Au cours des différentes ères géologiques, les continents ont changé de position à plusieurs reprises à la suite d'éloignements et de rapprochements successifs pour finalement se retrouver, il y a 180 000 000 d'années, à la position relativement stable qu'ils occupent actuellement.  À partir de -280 000 000 d'années jusqu'à -180 000 000 d'années, il n'y avait qu'une seule masse continentale appelée la Pangée puis, à partir de cette date, elle s'est progressivement divisée en 2 continents : la Laurasie au nord (incluant l'Europe, l'Asie et l'Amérique du Nord) et le Gondwana au sud (regroupant l'Afrique, l'Inde, l'Australie, l'Antarctique et l'Amérique du Sud).  Quelques millions d'années plus tard, ces deux continents se disloquèrent et l'Atlantique s'ouvrit pour en arriver à la position actuelle des continents qui est sensiblement la même depuis au moins 50 000 000 d'années.  L'Antarctique et l'Inde ont cependant mis plus de temps à rejoindre leur position actuelle.

Avant que ce positionnement global ne survienne, il n'y avait que de grandes ères glaciaires qui s'échelonnaient sur 10 à 30 millions d'années.  Les cycles glaciaires-interglaciaires d'une durée de 100 000 ans en moyenne n'existent que depuis quelques millions d'années.  les quatre derniers sont bien connus.  Ils sont constitués d'une période de glaciation d'une durée de 90 000 à 100 000 ans suivie d'une période interglaciaire d'une durée de 10 000 à 20 000 ans (occasionnellement 30 000 ans comme ça s'est produit il y a 400 000 ans et possiblement comme ça pourrait se produire pour l'interglaciaire actuel).  Nous nous situons présentement - en théorie - à la fin d'une période interglaciaire.

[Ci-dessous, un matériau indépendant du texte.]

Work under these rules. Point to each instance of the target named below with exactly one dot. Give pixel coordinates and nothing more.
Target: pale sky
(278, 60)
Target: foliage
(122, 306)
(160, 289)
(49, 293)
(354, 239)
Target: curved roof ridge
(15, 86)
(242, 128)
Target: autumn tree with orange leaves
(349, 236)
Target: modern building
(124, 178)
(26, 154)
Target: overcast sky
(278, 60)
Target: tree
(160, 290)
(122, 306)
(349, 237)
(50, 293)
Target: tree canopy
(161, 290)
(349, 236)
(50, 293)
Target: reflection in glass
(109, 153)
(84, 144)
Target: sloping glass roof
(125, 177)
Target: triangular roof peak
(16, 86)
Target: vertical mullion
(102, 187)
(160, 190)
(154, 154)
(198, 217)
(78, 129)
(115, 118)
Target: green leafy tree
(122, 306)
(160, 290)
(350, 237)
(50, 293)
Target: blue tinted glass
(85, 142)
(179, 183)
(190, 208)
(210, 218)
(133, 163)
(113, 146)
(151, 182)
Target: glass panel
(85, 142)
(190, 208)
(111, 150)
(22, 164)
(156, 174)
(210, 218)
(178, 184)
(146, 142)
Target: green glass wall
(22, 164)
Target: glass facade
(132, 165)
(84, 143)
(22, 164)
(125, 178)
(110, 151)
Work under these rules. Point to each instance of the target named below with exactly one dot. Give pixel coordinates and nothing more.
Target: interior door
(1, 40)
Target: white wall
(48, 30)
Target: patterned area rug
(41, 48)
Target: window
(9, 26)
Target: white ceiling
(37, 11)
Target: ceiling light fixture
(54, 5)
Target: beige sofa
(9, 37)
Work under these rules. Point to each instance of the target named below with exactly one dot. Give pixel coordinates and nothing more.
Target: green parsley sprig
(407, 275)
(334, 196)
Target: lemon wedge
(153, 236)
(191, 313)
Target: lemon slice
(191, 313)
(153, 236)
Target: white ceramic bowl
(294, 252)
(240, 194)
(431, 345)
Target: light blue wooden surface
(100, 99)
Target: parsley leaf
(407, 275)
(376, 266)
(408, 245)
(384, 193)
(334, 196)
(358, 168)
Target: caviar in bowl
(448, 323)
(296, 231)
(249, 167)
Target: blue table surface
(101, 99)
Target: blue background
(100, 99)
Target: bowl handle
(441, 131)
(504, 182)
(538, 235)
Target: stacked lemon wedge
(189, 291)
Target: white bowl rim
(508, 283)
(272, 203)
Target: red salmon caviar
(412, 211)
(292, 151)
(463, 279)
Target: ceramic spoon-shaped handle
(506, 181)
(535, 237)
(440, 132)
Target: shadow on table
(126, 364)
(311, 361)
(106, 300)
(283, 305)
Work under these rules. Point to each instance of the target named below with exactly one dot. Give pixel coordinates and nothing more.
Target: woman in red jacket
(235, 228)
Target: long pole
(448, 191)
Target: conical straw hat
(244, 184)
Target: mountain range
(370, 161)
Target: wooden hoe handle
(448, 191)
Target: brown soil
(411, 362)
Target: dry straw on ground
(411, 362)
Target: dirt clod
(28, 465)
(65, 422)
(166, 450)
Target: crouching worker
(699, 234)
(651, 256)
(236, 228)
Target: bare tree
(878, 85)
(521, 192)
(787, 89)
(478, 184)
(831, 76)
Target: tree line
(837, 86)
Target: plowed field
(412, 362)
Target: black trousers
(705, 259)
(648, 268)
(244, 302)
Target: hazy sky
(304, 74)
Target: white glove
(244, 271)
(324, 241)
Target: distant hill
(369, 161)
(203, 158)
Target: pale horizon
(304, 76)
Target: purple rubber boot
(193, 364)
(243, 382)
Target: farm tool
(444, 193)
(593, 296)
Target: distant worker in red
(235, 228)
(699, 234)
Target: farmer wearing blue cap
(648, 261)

Qu'est ce qui à permis l'avènement de ces cycles glaciaires-interglaciaires? C'est la dérive des continents (que nous venons de décrire) vers l'Hémisphère Nord qui a permis le déclenchement de ces cycles constitués d'une période glaciaire (froide et beaucoup de glaciers) et d'une période interglaciaire comme celle dans laquelle nous nous trouvons actuellement (chaude et moins de glaciers).

Suite à cette dérive des continents, les régions polaires se sont retrouvées occupées par une partie des continents au nord et par l'Antarctique au sud.  Ce déplacement à également entrainé une modification des courants marins (océaniques) et atmosphériques. 

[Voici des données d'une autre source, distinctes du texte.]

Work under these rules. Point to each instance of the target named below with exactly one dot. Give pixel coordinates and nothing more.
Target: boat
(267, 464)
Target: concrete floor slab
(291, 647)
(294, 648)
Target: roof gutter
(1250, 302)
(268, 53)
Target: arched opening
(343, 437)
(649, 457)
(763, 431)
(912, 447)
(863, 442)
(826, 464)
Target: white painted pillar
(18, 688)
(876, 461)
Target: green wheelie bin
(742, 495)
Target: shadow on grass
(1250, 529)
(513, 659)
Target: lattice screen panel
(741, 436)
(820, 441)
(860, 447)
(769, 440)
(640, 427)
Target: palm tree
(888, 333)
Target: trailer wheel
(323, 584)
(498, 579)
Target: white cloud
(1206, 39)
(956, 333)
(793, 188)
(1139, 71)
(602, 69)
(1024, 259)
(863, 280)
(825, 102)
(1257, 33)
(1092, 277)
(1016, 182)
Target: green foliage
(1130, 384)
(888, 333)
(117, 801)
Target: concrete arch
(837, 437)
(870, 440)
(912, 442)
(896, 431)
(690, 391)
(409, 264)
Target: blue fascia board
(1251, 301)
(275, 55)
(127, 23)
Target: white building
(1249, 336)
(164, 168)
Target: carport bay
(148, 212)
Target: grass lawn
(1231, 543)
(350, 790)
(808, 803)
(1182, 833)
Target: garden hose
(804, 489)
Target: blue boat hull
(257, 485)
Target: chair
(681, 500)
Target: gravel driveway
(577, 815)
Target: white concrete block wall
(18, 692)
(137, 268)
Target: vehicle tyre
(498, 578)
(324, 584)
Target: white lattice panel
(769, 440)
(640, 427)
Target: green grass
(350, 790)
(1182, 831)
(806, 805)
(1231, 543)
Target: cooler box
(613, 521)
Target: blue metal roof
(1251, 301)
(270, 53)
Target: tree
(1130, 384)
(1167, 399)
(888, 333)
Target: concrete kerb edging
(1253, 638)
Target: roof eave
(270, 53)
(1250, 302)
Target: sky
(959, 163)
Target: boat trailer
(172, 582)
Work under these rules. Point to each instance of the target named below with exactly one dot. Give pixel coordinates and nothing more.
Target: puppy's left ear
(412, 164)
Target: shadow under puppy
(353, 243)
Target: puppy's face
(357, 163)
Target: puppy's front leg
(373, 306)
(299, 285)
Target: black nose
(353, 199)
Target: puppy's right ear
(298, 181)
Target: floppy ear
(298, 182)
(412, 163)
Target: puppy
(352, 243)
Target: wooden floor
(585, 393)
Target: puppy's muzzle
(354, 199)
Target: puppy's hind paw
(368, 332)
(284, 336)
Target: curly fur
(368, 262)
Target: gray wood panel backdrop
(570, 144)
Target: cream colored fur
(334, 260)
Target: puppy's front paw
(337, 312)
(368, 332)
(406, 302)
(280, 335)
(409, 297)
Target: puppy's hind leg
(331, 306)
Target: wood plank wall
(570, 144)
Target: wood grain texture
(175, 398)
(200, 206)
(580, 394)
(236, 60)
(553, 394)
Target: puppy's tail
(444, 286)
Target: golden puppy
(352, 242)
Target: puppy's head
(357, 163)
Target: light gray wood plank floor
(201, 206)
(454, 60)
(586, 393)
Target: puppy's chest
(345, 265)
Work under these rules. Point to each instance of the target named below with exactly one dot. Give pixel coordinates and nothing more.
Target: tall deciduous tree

Heureusement, l'Antarctique s'est retrouvé entouré d'un courant circumpolaire qui l'isole du point de vue échange thermique du reste de la planète (la situation commence à changer, on n'a quand même pas à craindre de  voir fondre sa calotte polaire, de façon significative, dans un avenir prévisible).

Tout se joue dans l'Hémisphère Nord où les glaciers sont beaucoup plus influencés par les courants océaniques et atmosphériques.

Cette dérive des continents nous a bien servi.  Cela nous tient à l'écart des conditions climatiques extrêmes.  Tant et aussi longtemps que les continents resteront relativement stables, les changements climatiques, quoique souvent importants (avec tous les bouleversements que cela comporte), devraient continuer à permettre la vie végétale, animale et humaine, évidemment.  Il faut espérer que ces changements climatiques ne seront pas trop rapides et qu'ils permettront,le cas échéant, aux migrations de s'effectuer.  Les périodes  glaciaires suivies des périodes interglaciaires semblent être bien installées et stabilisées en l'absence de phénomènes extraterrestres majeurs (chutes de météorites, explosions de supernovas, etc.).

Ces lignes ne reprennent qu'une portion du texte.